Narcissistic reality ends at the edge of your sensory perception. So in short, to describe the physical boundaries of a narcissistic reality you could lay a piece of paper flat on a table. Put a dot on the paper for every single thing that exists and draw a circle around it to denote where its sensory perception ends.

For example, if it is a building, its sensory perception would end at its walls. The building cannot directly experience anything that does not touch it so that is where its NR ends. Are you following me here?

So for a human being a NR would end where your sense of sight, hearing, touch, smell and taste end.

Now if you take a step back and hover over the paper you just drew on in your mind, you will see that all of those NR circles are constantly overlapping the NR circles of other things, people, animals, plants, etc.

In fact, you have literally tens of thousands of NR interactions with animate and inanimate objects every single day.

Why do we live in these? How is this a defense mechanism? It sounds to me like you are just describing everyday life.

Indeed I am but here is where the theory comes in. NR is a defense mechanism that we, humans, create to help us deal with the unbelievable volume of information we are presented with every day.

Our bodies, and minds were not built to absorb and categorize the sheer volume of information we are presented with. If we remembered and processed every single piece of information we had access to and were exposed to every day, we would go insane.

Enter NR. In order for us to deal with our lives and the current state of society we tend to, as a defense mechanism, retreat into our NR. If it does not happen within range of our sensory perception, we simply cannot and do not think about it.

Simply put, anyone living in a modern developed society is suffering from information overload.

Here is the good news though. This defense mechanism actually makes it very easy for us to break this mold. For us to reach inside, find the best in ourselves, and overcome. Every single one of us has the ability to reach beyond our NR and grasp the humanity that we seem to be losing so rapidly.

NR makes it very easy for you to realize and change your behavior. NR makes it very simple for you to fall in love with the world again. For you feel the magic in the air around you like you did when you were five.

The answer is simple, remember that every single thing you do during every second of the day is an NR interaction.
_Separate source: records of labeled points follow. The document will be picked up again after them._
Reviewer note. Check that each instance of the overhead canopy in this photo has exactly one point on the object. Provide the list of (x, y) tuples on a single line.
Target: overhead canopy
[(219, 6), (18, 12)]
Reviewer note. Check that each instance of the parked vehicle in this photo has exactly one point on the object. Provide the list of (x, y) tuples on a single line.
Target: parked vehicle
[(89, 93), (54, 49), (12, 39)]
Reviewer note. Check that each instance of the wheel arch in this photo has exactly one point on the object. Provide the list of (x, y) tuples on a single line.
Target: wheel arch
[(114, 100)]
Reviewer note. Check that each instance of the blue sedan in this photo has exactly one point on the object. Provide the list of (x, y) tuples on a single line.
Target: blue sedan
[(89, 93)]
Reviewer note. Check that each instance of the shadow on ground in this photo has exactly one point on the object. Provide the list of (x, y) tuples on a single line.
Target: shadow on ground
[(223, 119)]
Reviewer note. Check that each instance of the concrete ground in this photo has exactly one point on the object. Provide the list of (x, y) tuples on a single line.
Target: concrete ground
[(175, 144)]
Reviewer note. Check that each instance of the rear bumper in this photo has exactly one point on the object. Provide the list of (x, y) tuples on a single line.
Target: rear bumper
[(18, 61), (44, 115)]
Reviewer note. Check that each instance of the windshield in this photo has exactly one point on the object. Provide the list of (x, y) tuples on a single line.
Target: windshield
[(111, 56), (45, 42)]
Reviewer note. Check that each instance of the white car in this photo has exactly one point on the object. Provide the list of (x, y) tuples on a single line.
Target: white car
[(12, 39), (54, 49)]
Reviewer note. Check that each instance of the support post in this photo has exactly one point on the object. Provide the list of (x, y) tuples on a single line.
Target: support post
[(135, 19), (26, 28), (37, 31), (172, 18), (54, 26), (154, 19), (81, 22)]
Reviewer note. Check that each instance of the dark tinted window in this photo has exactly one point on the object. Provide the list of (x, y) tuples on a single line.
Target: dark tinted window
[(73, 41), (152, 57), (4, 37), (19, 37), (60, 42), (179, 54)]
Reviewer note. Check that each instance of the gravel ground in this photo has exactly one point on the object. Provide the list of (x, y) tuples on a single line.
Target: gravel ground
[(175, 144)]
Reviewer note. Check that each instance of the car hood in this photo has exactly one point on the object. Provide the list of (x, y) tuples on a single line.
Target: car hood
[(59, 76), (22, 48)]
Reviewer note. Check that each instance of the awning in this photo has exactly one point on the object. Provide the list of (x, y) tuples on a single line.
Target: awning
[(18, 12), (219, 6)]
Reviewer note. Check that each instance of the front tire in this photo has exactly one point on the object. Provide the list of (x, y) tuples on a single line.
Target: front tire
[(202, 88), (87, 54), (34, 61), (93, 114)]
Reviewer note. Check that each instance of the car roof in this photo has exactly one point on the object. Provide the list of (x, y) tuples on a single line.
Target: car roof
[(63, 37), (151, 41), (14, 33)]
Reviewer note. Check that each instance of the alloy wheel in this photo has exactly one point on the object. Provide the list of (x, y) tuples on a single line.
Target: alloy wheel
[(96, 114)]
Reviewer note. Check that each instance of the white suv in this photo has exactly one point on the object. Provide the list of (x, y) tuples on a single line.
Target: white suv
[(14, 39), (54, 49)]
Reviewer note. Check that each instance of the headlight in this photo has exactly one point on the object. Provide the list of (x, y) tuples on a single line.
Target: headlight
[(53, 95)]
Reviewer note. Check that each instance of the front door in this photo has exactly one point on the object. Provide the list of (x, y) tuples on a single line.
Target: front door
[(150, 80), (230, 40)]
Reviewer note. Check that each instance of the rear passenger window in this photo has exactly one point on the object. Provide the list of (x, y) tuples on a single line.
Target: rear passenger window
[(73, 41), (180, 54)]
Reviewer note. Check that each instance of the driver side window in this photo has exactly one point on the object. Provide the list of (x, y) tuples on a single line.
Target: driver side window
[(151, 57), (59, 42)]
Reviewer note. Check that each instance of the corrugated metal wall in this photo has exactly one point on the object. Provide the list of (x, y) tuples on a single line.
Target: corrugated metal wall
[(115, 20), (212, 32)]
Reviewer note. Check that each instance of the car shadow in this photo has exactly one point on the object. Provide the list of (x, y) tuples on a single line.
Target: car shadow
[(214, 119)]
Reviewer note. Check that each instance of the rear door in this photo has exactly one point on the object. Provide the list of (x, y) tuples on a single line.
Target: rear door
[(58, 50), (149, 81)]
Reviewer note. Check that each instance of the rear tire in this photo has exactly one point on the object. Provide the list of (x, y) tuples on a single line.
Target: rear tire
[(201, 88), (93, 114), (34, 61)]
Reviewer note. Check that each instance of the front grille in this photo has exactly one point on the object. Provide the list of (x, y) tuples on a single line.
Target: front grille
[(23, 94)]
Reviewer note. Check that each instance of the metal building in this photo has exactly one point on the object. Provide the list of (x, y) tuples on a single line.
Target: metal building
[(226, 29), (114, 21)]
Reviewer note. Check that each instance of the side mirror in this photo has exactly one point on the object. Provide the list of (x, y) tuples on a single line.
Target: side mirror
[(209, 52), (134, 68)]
Each of those NR interactions, even if only a split second long can have lasting and profound effects on the entity you are interacting with.
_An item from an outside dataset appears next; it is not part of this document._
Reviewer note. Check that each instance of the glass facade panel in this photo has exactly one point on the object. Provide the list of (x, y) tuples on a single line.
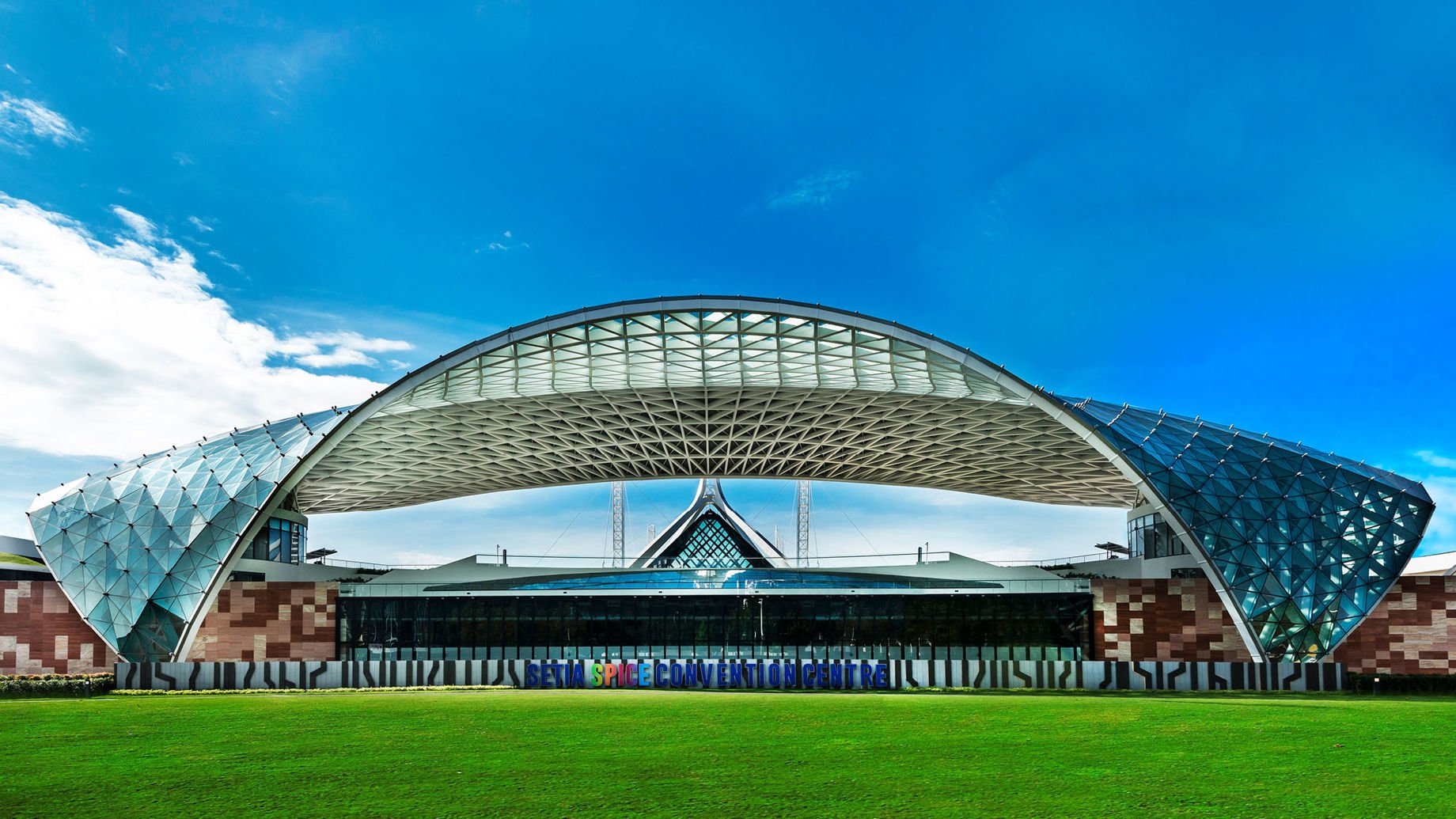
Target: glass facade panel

If you step on a plant, it is an instantaneous and short NR interaction but it does lasting, permanent and catastrophic damage to the plant you stepped on. If you pull the plastic tabs off a 6 pack and throw them down it could get caught around the neck of a bird and kill it. If you give a homeless man a dollar it just might be the one act of kindness that keeps him from doing something drastic that evening. If you help a friend when they are in need it might just be the one interaction that keeps them from losing faith in humanity.
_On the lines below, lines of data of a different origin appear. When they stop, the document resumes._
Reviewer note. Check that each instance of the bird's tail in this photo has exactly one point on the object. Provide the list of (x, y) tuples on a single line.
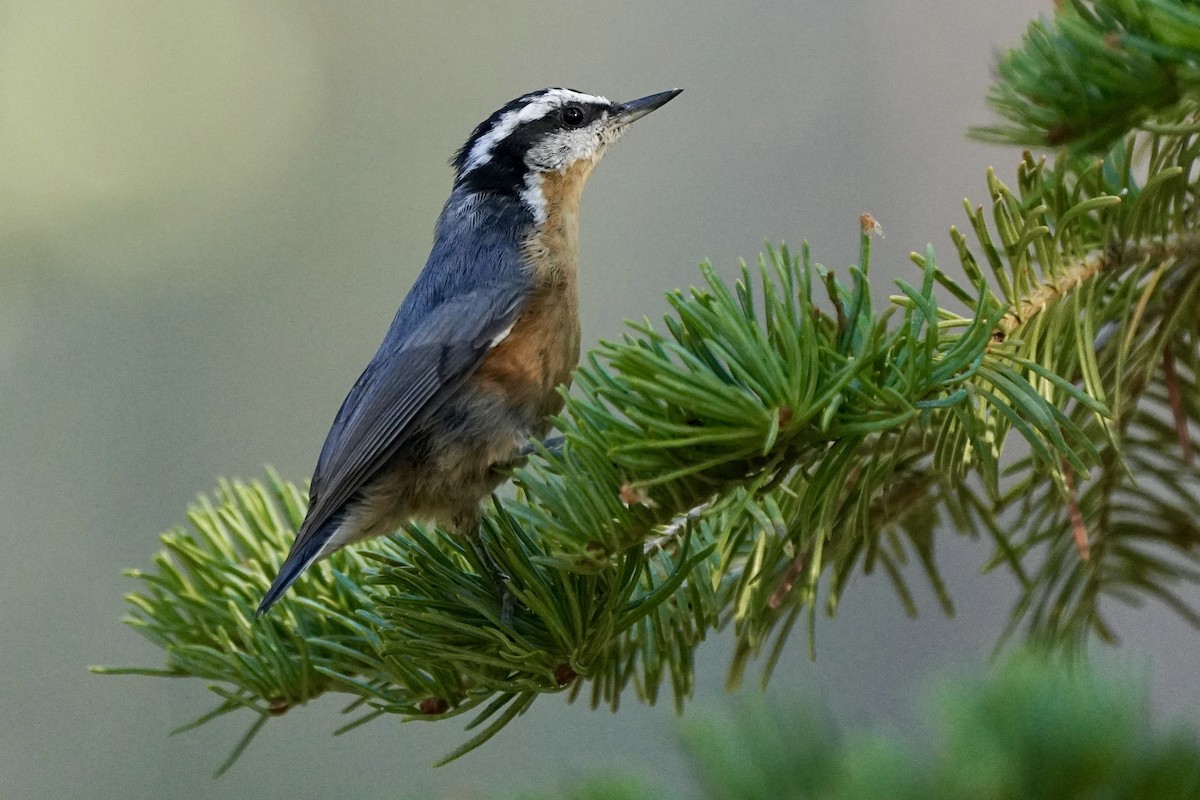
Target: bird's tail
[(304, 553)]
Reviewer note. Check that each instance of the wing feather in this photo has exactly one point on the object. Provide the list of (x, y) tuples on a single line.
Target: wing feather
[(403, 384)]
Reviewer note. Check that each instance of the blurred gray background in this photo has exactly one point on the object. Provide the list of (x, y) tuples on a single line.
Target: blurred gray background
[(208, 216)]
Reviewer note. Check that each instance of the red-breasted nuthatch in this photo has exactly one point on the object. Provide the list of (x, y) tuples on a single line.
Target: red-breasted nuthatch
[(468, 371)]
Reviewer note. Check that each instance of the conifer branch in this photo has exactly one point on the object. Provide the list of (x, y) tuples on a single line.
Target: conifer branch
[(775, 435)]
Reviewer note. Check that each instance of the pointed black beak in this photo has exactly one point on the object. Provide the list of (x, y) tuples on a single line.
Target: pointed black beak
[(635, 109)]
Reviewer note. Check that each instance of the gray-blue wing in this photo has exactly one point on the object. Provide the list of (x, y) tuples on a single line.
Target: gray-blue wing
[(400, 388)]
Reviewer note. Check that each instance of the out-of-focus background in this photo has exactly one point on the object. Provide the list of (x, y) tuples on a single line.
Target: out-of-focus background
[(208, 216)]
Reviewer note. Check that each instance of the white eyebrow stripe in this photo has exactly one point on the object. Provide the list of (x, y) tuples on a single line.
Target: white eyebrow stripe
[(538, 108)]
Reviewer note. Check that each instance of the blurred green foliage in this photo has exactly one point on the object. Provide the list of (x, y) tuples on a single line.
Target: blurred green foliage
[(1035, 729)]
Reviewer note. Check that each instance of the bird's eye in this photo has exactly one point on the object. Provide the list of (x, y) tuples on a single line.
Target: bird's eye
[(573, 115)]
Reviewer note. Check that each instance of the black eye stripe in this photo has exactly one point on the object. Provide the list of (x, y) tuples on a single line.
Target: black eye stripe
[(573, 115)]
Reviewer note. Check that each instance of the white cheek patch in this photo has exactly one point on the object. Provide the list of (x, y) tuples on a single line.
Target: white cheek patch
[(533, 198), (564, 148), (537, 108)]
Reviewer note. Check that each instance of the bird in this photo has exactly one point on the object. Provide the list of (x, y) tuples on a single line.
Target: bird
[(468, 372)]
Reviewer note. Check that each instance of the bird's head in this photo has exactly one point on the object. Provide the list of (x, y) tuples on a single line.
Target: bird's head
[(552, 133)]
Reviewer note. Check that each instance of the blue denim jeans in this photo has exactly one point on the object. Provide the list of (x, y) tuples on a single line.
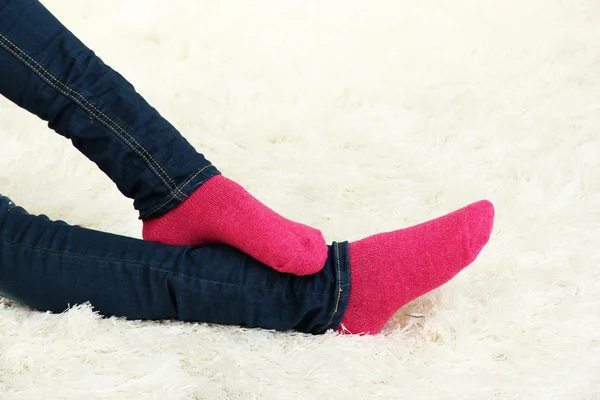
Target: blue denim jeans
[(45, 69), (50, 266)]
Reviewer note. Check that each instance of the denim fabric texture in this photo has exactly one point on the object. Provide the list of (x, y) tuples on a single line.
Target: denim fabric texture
[(52, 266), (46, 70)]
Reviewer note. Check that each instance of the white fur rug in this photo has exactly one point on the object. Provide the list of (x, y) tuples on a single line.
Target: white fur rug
[(355, 117)]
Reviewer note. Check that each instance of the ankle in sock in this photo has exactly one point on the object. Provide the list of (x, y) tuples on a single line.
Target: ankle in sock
[(391, 269), (221, 211)]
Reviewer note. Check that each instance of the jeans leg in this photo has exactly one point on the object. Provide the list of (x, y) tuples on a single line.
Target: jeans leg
[(51, 265), (45, 69)]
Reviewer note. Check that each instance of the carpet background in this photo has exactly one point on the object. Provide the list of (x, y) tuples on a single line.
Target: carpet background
[(355, 117)]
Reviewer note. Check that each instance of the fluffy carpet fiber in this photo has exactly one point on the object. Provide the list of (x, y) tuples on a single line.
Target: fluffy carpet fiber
[(355, 117)]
In short the blessing behind narcissistic reality theory is, it gives you a way to think about each and every interaction one at a time and gives you the opportunity to make a choice about who you want to be not only for yourself but for the world around you. All you have to do is treat every single one of those NR interactions with respect.

That does not mean you have to actively think about every footstep, what it means is, the next time you go to drop a cigarette butt, think about the NR interaction you are about to have and that the respectful interaction would be to place that butt in the trash.

In short, start with one a day, try to change on NR interaction a day to something more respectful. You will find over time you do it more and more often because it feels good. It sends you home knowing that the world is a tiny bit better because you took the time to realize everything has a life and a history and you made an active effort to be respectful of that.

Mark my words, this will change your outlook on life, the world, and everyone/everything in it. The change won’t happen over night, it will be slow but I promise it will be ever so satisfying.